The BOJ says we are buying bonds between 0.5 to minus 0.5 or 1.5 and 100 basis points. This works for Monetary policy and to achieve and sustain the 2% Inflation target but contains zero and tiny effects for USD/JPY. The BOJ uses export and interest rate methods to address levels of USD/JPY but only when JPY/USD is affected.
The BOJ doesn’t give a lick to USD/JPY levels until JPY/USD becomes an Economic problem.
Credit to the BOJ as they see early warning to economic problems ahead as they view exchange rate levels for USD/JPY and JPY/USD in 1000 and 2000 pip increments. All central banks traditionally pre 2016 viewed exchange rate levels in 1000 and 2000 pip increments but disbanded this practice upon the new post 2016 interest rate changes. The BOJ maintained the old practice to the long view as did a few EM central banks such as Norway, South Africa, Brazil, Turkey.
DXY maintained a tiny range as forecasted Sunday due to many averages above 102.00’s and falling on the current DXY price. DXY remains in the same position for next week aa 101.00’s become oversold and 103.00’s are blocked by many averages. DXY will eventually trade to 100.00’s and challenge the 50 year monthly average at 99.00’s.
Overbought GBP/USD held 1.2850 and traded to 1.2837 highs and lows to 1.2690. GBP/USD big break for higher is now 1.2857 and overbought begins at low 1.2800’s and targets easily 1.2712 and 1.2618. GBP/USD overall traded 1.2501, 1.2618, 1.2857 and 1.3250.
EUR/USD target at 1.1037 traded to 1.1003. EUR/USD trades 1.0818, 1.0935 and 1.1117. EUR/USD trades massive overbought and 1.0935 becomes the vital level for shorts next week.
GBP/CHF trades a 372 pip range from 1.1324 to 1.1696. Currently GBP/CHF trades overbought from 1.1443 and consistent to overbought GBP/USD.
EUR/CHF trades 0.9801 to 1.0136 and currently on the verge of a break at 0.9801. Oversold next week begins at 0.9759 on a break at 0.9801 and a good long trade for next week.
AUD/USD trades 0.6742 to 0.6919. AUD/USD threatens a break at 0.6742 to trade back to 0.6600’s as low 0.6800’s becomes overbought.
NZD/USD trades 0.6192 to 0.6404. Break at 0.6192 targets middle 0.6100’s and long again to middle 0.6200’s.
USD/JPY lows traded to `141.20 and target at 140.03. Next week targets 140.77 then 140.14.
DXY small ranges is holding up progess yet again in order for currency prices to trade a pip for pip basis.

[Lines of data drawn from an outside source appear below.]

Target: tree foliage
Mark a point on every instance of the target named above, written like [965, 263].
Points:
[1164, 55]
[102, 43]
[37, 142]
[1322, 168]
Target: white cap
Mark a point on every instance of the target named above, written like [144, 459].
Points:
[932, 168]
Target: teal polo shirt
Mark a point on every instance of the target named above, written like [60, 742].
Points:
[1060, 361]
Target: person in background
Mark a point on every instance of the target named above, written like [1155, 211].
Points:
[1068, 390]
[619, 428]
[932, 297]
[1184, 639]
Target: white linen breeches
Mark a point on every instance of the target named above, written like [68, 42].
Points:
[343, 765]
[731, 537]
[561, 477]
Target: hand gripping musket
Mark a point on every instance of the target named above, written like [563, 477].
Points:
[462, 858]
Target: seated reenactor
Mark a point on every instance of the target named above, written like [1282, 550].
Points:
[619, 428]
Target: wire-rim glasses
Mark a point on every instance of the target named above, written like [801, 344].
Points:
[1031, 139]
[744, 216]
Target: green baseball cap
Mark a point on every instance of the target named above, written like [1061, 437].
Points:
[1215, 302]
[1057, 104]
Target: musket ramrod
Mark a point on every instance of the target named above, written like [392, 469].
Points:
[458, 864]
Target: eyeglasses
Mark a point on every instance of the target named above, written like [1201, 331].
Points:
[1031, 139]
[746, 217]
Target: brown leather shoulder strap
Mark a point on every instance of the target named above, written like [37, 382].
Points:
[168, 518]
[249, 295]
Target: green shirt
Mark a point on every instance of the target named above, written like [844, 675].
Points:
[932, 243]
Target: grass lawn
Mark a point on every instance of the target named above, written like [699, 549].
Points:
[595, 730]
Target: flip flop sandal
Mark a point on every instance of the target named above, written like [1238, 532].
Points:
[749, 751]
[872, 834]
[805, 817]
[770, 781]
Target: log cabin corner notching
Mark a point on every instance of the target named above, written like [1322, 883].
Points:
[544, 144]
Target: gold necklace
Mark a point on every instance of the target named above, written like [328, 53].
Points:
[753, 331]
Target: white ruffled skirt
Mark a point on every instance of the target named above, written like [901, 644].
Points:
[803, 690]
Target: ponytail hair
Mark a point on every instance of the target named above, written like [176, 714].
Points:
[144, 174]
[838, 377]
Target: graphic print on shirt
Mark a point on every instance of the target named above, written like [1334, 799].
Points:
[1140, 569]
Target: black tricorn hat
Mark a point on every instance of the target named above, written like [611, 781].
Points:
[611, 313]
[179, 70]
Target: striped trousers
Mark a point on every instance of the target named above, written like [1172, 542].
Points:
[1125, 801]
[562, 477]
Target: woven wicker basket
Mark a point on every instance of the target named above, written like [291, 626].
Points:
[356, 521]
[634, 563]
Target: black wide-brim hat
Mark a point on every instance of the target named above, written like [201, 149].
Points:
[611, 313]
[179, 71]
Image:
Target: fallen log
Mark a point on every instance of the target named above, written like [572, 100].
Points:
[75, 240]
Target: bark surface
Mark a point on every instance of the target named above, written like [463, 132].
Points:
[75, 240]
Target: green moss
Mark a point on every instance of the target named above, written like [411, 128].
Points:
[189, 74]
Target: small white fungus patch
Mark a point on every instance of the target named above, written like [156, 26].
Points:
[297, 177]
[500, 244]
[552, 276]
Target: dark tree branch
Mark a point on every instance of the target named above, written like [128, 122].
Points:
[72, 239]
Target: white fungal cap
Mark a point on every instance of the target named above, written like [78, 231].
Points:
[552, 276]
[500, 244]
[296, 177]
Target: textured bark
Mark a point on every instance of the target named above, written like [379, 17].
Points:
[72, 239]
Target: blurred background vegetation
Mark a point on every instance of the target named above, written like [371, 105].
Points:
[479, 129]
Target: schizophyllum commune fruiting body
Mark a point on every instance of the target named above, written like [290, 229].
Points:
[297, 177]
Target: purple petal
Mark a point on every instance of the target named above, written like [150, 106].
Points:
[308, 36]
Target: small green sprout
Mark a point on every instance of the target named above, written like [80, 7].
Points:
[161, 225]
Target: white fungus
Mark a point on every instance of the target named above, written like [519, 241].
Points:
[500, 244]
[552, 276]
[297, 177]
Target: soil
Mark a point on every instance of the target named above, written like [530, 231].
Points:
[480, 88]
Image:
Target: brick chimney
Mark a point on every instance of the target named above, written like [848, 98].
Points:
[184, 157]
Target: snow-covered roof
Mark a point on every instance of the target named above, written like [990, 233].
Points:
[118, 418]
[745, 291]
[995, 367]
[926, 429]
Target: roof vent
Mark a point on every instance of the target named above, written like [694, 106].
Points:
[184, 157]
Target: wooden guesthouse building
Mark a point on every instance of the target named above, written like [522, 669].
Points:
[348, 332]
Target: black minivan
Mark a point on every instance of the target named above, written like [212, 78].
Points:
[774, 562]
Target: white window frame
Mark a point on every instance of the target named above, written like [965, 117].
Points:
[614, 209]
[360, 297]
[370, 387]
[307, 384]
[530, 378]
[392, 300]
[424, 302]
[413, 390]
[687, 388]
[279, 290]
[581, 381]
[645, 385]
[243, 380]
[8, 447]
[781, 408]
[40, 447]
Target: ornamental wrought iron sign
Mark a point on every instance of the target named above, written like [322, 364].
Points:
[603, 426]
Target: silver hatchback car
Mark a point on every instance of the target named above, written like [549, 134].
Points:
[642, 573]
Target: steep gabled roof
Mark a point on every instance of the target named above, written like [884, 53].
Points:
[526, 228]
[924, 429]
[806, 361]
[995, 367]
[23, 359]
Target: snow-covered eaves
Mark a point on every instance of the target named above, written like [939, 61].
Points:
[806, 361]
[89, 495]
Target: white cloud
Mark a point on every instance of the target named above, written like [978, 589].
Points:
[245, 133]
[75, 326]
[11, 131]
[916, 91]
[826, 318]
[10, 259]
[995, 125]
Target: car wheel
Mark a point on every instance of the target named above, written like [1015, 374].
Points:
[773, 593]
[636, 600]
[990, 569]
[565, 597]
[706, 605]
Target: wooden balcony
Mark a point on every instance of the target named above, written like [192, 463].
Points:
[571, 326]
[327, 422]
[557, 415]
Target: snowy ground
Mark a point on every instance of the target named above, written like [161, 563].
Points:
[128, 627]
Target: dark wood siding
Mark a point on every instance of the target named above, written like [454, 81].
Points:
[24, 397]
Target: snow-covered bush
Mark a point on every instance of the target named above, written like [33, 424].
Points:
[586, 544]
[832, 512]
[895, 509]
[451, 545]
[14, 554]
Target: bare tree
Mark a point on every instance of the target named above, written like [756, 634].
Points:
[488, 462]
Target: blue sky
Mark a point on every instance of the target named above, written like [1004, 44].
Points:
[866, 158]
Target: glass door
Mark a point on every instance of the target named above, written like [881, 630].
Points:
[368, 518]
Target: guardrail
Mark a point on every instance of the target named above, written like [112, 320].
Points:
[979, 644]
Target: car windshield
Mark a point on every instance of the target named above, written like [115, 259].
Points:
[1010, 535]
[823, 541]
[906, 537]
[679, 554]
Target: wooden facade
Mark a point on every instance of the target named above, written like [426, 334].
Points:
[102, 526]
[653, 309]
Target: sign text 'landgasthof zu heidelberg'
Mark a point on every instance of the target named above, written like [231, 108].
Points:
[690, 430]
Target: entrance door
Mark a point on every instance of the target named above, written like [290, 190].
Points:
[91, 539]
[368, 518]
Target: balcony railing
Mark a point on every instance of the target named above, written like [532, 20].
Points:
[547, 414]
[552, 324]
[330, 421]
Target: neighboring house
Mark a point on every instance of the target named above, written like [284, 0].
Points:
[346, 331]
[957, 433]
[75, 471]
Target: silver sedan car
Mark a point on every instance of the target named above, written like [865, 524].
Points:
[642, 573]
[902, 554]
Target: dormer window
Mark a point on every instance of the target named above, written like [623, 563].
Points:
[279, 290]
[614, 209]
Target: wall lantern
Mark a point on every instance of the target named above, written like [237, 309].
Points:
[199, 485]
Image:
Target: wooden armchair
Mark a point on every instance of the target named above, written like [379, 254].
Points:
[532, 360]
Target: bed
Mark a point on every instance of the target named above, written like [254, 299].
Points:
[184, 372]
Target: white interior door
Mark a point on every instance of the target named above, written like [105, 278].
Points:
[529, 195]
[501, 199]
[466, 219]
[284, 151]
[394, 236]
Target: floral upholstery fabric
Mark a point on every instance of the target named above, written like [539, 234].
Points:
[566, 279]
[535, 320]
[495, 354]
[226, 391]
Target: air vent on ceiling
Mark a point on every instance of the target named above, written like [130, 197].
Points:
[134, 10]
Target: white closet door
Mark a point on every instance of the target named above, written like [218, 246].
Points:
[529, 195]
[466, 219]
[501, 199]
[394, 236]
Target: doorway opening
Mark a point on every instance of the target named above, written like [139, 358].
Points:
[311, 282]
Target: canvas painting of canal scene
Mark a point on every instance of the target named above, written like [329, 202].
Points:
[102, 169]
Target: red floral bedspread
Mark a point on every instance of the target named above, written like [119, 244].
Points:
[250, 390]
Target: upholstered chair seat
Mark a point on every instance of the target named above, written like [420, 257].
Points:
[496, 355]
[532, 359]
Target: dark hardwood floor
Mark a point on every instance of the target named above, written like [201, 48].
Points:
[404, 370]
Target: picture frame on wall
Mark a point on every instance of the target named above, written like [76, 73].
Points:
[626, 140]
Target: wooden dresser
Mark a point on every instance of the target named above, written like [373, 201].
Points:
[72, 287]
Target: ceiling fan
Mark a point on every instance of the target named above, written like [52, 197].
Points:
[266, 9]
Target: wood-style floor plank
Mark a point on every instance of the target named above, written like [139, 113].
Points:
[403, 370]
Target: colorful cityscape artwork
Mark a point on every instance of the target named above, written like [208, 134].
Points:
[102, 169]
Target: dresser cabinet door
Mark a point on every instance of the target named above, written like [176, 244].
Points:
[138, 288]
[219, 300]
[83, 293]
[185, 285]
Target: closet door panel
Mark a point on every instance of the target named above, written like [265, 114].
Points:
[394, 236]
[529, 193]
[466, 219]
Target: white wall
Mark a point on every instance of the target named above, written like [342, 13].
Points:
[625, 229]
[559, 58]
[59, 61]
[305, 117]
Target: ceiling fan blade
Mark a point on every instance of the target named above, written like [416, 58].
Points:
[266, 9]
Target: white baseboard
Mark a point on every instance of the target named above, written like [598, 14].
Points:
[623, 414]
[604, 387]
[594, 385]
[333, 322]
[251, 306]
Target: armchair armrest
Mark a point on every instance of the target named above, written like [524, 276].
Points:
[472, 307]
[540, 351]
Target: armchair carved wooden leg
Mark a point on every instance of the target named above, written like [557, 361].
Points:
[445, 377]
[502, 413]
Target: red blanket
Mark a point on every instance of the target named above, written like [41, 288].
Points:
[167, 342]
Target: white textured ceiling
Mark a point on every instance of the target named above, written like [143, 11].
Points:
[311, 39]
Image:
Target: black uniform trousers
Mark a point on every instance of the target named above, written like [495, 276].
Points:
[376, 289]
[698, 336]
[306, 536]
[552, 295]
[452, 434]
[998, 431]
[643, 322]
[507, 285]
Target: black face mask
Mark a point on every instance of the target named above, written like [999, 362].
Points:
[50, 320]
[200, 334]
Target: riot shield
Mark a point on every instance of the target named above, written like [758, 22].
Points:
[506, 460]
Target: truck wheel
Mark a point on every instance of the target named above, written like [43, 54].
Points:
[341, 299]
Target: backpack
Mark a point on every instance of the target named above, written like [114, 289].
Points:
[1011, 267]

Currency markets are trading the percentage basis trades. Same story for next week.
EUR/AUD shorts for next week as EUR/AUD is now held higher by 1.6049. GBP/AUD shorts next week targets again at 1.8600’s as GBP/AUD is also held at 1.8544 in order to travel lower.
GBP/NZD no changes to 1.0670 and targets at 2.0300’s, 2.0200’s and 2.0100’s. Lows this week achieved 2.0527 and targets 2.0300’s for next week. GBP/NZD is preferred over EUR/NZD as the better trade.
GBP/CAD and EUR/CAD trade not only mid range but highly divergent to each other. Higher GBP/CAD at 1.6900’s then short and compliance to overbought GBP/USD and GBP/CHF.
Volatility definition. Measured by pips and ranges.